Over 2200 posters was displayed with abstracts available online at
The conference was split between a Talairach Lecture, keynote lectures (e.g., with Robert Zatorre), morning workshops, oral and poster sessions, exhibits, symposia including a local organizing committee symposium and educational courses.
 Morning workshops
Three parallel workshops ran on all four days.
- Imaging genomics chaired by David C. Glahn and with entries from, e.g., Thomas E. Nichols and Vince Calhoun.
- Neurocognitive ontologies. Organized by Maryann E. Martone and with entries from, e.g., BIRNLex (NeuroLex), Neural Electromagnetic Ontologies (NEMO).
- Reproducibility and reliability. Chair: Stephen C. Strother . With entries from Stephen Strother (about NPAIRS), Morgan Hough (about Genovese's binomial mixure mode), Gregory Brown (reproducibility across multisite scannings of the same subjects) and Michelle Liou.
- Pittsburgh Brain Connectivity Competition 2009: Mapping the Human Connectome
 Educational courses
 Imaging genetics
Hao-Yang Tan talked about:
- Working memory dysfunction and schizophrenia with interacting dopaminergic gene: DAT, GRM3 and AKT1.
- Meta-analysis on COMT by Mier (2009) in Molecular Psychiatry: Neural substrates of pleiotropic action of genetic variation in COMT: a meta-analysis.
- U-curve with amphetamine on working memory prefrontal cortical activation Mattay in PNAS 2004
Nelson Freimer talked among other issues about
- Significance thresholds for linkage: Lander and Kruglyak 1996.
- HVA gene in vervet monkey with linkage analysis.
- Posterior odds = (Prior odds x Power) / Significance.
- Did a meta-analysis of on the serotonin transporter gene — also for personality.
- Genomewide association analysis (some of the best): HDL association at 16q22.1. Very very low p-values.

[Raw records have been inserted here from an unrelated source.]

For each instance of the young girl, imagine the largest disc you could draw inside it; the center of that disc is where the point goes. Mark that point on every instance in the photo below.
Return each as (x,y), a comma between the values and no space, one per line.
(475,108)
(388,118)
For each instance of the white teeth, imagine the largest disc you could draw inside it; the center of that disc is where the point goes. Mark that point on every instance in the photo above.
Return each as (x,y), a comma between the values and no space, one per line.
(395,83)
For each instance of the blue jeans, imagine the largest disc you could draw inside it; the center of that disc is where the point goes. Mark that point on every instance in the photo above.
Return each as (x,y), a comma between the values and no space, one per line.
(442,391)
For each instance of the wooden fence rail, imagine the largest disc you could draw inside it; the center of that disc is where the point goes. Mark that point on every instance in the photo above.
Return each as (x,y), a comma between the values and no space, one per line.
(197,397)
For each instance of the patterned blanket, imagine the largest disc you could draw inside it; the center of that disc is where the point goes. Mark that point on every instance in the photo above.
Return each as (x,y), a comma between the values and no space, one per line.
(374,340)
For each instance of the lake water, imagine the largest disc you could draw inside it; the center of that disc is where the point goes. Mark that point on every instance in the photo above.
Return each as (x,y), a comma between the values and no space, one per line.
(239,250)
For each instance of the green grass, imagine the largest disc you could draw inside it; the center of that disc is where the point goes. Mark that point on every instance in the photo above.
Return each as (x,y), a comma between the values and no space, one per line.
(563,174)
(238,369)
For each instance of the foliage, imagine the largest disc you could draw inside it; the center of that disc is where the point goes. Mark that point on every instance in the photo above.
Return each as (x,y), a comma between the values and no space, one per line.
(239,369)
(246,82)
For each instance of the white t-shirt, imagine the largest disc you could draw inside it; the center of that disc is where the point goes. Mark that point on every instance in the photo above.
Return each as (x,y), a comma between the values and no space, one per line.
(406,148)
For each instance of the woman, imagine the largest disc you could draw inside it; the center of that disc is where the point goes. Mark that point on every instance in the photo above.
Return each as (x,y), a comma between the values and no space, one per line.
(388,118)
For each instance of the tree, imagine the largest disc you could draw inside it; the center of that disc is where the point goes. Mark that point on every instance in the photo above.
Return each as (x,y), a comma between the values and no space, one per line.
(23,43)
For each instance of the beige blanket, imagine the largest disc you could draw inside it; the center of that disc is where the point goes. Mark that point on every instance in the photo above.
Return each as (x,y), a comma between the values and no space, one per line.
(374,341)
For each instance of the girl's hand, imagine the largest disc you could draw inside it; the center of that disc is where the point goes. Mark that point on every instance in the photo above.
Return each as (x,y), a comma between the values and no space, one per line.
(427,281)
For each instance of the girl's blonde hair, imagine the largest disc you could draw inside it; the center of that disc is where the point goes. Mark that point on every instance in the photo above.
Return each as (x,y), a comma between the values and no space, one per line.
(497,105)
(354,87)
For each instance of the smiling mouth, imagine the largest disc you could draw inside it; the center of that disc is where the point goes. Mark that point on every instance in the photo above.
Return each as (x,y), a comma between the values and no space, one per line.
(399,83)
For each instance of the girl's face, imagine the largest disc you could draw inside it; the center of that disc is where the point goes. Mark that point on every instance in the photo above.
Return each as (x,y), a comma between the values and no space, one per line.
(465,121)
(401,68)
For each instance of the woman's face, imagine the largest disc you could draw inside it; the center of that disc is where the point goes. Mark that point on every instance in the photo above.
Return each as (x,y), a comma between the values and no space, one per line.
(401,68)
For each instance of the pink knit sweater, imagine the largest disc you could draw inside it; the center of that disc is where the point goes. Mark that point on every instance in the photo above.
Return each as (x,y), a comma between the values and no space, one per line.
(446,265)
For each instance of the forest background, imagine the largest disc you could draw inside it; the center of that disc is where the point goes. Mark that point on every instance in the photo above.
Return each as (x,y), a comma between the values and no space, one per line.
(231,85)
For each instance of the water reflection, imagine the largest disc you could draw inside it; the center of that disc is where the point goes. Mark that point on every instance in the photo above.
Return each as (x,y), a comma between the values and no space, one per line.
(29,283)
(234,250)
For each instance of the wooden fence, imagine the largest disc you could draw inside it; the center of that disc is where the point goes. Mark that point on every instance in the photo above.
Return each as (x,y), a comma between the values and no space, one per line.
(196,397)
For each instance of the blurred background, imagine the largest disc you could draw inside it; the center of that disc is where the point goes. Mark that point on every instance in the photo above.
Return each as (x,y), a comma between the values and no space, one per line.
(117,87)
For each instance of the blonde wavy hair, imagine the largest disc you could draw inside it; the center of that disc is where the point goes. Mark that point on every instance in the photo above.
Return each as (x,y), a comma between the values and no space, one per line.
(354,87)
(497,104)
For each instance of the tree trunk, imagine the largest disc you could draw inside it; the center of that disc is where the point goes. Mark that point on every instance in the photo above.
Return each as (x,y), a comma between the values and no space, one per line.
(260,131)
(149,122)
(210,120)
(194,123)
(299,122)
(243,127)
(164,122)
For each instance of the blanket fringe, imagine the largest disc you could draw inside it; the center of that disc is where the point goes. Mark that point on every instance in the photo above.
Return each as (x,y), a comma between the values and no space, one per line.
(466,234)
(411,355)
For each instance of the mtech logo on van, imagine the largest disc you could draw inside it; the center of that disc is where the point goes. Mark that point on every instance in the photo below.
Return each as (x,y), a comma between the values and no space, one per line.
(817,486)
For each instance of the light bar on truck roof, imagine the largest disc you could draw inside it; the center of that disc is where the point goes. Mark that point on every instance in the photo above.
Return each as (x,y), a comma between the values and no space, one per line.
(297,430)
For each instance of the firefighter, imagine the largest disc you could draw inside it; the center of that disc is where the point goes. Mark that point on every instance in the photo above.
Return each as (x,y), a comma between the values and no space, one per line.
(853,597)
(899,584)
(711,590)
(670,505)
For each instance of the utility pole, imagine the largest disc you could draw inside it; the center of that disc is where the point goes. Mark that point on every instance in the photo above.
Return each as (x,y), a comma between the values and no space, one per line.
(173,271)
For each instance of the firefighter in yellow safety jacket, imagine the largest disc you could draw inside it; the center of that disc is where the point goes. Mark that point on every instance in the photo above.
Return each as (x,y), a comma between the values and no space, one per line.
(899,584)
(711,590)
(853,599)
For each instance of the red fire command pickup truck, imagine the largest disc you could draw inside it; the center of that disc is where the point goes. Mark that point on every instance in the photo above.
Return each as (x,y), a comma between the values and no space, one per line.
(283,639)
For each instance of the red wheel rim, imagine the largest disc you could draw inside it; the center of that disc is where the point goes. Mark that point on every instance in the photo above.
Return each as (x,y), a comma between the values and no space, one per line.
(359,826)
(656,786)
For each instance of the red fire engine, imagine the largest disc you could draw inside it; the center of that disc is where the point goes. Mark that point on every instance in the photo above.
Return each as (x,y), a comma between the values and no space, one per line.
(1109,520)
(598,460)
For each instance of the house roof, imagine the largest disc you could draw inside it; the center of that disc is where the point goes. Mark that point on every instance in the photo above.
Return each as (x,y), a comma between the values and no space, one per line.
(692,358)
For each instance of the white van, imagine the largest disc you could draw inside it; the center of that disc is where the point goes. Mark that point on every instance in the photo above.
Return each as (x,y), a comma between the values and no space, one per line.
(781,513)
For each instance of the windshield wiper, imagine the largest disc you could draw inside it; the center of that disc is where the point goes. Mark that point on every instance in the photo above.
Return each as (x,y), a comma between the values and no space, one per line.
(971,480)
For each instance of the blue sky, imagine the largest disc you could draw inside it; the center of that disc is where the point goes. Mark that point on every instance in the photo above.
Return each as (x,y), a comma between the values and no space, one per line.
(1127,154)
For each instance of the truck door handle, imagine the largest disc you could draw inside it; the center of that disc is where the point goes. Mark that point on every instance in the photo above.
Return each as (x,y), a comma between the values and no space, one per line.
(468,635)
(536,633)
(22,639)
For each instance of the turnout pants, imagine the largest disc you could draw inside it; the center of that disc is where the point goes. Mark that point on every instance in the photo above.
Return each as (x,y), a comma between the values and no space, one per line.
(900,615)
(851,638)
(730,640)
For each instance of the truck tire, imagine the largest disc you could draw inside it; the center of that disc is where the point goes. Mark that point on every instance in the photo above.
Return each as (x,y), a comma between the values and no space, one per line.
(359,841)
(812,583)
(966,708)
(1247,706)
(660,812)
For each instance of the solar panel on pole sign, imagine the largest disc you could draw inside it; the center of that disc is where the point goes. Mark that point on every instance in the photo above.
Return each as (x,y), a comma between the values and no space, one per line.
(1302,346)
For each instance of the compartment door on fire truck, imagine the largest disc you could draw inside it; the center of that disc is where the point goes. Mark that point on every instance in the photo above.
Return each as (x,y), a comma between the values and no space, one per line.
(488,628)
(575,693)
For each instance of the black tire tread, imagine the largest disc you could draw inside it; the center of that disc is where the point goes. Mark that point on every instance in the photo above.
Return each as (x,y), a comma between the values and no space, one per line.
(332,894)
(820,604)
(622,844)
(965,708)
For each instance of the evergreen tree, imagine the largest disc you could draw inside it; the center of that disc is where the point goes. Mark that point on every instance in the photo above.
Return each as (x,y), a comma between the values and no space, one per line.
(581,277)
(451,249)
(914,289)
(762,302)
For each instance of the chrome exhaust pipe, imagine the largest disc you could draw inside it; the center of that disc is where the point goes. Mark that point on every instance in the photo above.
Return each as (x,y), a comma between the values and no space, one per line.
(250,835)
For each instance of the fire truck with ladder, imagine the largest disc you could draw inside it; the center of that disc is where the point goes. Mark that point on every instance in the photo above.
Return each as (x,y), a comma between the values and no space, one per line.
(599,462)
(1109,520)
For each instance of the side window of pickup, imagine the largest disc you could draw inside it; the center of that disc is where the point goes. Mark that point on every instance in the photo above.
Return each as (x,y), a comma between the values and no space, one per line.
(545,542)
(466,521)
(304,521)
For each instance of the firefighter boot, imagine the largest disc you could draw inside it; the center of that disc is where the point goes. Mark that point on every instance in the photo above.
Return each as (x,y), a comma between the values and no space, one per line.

- A success story in neuropsychiatry: Narcolepsy (Emmanuel Mignot): T-cell receptor alpha locus. J. Hallmayer, Nature Genetics, 41, 2009.
Freimer talked well for genomewide association analyses. Whole genome sequencing is coming, — but there is no very good models for them. He do not think much of candidate gene analysis.
Jean-Baptiste Poline talked about databases for managing large cohort imaging genetics studies:
- "Excel will kill you"
- BrainMap, BIRN, ADNI (http://www.adni-info.org/), XNAT (probably the most mature).
- Remote computing, reproducibility, provenance.
- Saguenay Youth Study: Saguenay-Lac-Saint-Jean (a Canadian locality) done by Tomas Paus
- Imagen study. European study. Scito, NNL. Use the XNAT to store the data.